Кряхтя и почесываясь, город принужден строить шоссе к станции железной дороги, которая, после отказа в соглашении, выстроилась где-то необычайно не у места. Прошла дорога и стала возить все дешевле, чем на лошадях; лошадиная езда стала невозможностью, и хотя то, что город и округа возили на лошадях в старину, с проходом дороги не могло увеличиться, но неволя заставляет и для этих маленьких грузов строить шоссе, потому что возить людей и товар по таким местам, где отроду не было никаких дорог, не представляется никакой возможности; и вот из доходов города выламывается нежданно-негаданно куш в сто пятьдесят тысяч рублей. В расходах, кое-как удовлетворявшихся местными средствами, образуется новый, на который еще вчера никто не рассчитывал и который нечем покрыть, так как и прежние едва-едва удовлетворялись. Местное самоуправление, выломив из своих доходов такой куш, вдруг съеживается в удовлетворении самых настоятельных потребностей, только что пробужденных другими, тоже большей частью случайно вторгнувшимися в жизнь явлениями.

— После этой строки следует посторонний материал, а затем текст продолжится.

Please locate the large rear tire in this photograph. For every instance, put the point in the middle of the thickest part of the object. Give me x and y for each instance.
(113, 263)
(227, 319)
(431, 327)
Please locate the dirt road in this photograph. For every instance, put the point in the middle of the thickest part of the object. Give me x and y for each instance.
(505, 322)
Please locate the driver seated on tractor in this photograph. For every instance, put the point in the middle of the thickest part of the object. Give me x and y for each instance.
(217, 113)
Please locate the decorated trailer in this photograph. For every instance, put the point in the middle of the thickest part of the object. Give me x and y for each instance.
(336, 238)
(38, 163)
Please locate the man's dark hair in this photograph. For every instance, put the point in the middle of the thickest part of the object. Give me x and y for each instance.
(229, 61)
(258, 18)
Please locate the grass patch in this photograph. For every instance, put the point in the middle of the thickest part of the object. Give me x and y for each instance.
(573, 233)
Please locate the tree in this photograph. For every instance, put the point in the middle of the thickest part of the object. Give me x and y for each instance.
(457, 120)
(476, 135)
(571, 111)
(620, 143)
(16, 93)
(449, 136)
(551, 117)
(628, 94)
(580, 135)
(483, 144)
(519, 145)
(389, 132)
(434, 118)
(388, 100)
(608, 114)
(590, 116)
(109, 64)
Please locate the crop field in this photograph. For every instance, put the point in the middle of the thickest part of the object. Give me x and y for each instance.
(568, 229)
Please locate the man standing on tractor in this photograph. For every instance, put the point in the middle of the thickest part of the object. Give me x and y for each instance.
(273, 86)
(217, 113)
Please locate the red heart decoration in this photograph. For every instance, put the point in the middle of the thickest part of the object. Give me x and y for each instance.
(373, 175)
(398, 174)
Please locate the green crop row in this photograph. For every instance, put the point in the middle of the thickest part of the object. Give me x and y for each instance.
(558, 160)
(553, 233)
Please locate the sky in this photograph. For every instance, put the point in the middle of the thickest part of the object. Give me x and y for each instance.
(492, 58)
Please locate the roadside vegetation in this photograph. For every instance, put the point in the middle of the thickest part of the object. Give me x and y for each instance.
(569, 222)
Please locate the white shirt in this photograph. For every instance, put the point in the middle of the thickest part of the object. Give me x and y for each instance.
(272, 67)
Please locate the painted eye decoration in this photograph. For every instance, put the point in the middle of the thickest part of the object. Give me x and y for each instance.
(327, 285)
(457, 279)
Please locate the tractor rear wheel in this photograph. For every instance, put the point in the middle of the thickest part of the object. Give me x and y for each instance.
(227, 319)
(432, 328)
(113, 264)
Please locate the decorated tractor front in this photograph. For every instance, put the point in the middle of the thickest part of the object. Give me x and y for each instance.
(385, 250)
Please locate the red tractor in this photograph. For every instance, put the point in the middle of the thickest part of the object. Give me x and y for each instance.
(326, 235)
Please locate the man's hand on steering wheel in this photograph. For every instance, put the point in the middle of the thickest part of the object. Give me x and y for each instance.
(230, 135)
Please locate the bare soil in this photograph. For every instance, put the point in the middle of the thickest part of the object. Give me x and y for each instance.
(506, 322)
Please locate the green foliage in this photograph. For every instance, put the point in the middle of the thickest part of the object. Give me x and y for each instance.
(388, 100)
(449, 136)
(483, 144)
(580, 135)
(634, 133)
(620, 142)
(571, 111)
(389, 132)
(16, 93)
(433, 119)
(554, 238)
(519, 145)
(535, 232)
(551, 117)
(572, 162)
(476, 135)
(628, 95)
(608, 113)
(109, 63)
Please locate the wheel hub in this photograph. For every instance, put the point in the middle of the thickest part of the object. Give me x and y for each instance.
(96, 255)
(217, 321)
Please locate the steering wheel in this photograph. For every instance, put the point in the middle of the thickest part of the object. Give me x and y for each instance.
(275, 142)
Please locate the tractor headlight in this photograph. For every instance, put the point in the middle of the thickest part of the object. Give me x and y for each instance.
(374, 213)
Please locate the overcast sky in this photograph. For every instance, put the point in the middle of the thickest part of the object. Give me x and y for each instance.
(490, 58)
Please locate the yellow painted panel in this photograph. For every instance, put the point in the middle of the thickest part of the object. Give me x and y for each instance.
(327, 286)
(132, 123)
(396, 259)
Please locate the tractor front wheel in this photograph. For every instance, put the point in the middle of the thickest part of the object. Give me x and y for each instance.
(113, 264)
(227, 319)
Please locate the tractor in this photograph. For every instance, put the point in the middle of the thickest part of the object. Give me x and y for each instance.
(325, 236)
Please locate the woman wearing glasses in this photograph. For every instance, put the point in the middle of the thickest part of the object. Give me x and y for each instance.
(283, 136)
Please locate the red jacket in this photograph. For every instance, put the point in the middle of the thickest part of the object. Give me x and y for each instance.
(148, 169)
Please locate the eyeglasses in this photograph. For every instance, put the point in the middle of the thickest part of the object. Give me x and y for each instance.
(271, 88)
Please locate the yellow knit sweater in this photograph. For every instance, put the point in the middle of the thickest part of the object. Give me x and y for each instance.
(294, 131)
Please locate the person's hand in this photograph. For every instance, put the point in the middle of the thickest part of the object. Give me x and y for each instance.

Положено поэтому закрыть христорождественекое училище, отложить до будущего года проект о водопроводе, уменьшить, сократить, отклонить, отложить. В деятельности городского самоуправления, предположим даже такого, которое одушевлено самыми благими намерениями, внезапное исчезновение такой кучи денег, какая пошла на мостовую, сразу делает прореху, и люди, даже самые лучшие, стоящие впереди этой прорехи, неизбежно должны сознавать ее, чувствовать, что дело их — не дело, а так — вокруг чего-то толкотня, и что покуда не заполнится чем-нибудь эта прореха, все остальные потребности города, еще вчера крайне настоятельные, должны удовлетворяться только обиняками, могут поддерживаться только в переписке, на бумаге, замазываться и размазываться особенно искусно придуманным для выражения несуществующих вещей языком…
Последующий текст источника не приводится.